WASHINGTON — Two Democratic senators on Wednesday introduced legislation echoing calls from the Obama administration to bar taxpayer-insured banks and their affiliates and subsidiaries from engaging in proprietary trading.
The bill, sponsored by Sens. Jeff Merkley of Oregon and Carl Levin of Michigan, is designed to "make banking boring again," according to a summary.
President Barack Obama proposed the "Volcker Rule," named after former Federal Reserve Chairman Paul Volcker, in January as the administration sought new ways to crack down on risk and size at financial companies.

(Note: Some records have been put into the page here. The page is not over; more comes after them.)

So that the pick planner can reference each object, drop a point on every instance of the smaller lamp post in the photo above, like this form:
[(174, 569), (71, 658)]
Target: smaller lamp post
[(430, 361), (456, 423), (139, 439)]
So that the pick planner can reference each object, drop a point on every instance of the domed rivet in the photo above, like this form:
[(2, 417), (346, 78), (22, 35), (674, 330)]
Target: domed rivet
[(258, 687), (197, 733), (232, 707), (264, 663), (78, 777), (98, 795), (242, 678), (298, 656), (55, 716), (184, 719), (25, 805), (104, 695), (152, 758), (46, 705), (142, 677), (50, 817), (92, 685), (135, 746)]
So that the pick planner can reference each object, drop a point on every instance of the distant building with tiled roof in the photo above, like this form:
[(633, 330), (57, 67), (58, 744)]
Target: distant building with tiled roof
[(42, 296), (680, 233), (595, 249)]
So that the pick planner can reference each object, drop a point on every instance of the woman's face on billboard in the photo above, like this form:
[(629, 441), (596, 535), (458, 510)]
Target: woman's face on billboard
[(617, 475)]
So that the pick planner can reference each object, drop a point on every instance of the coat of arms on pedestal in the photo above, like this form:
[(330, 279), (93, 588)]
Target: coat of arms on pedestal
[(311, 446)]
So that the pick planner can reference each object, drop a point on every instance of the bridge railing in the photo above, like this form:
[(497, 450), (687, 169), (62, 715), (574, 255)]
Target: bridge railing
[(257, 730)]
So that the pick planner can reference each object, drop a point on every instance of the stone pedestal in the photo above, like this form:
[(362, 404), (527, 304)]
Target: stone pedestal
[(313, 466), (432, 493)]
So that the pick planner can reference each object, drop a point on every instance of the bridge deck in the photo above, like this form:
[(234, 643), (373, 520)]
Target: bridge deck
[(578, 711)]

Merkley and Levin's measure is stronger than what is likely to emerge from the Senate Banking Committee in the form of a broader financial overhaul. Committee members, locked in discussions about how to rewrite financial rules, are expected to water down the Volcker Rule by giving more discretion to regulators.
It is unclear how Merkley and Levin's measure will play into the broader financial regulatory rewrite. "This is the time to have the debate," said Merkley, who is a member of the committee. Levin is not.
Whatever financial package emerges from the talks among Chairman Christopher Dodd, D-Conn., and other lawmakers, it will be debated formally by the committee, giving members like Merkley the chance to offer their proposals as amendments.
"The circumstances on the ground put the issue before us. Commercial banks are now tied into highly risky investment houses," Merkley said Wednesday.
In addition to banning high-risk trades, Merkley and Levin's bill also would prohibit covered entities from investing in or sponsoring a hedge fund or private equity fund.
The bill would direct regulators to rein in high-risk trading for covered firms in a number of areas, including purchasing and selling government obligations, underwriting and market making to serve clients, and mitigating hedging activities.
Sens. Ted Kaufman, D-Del., Sherrod Brown, D-Ohio, and Jeanne Shaheen, D-N.H., joined Merkley and Levin in supporting the measure.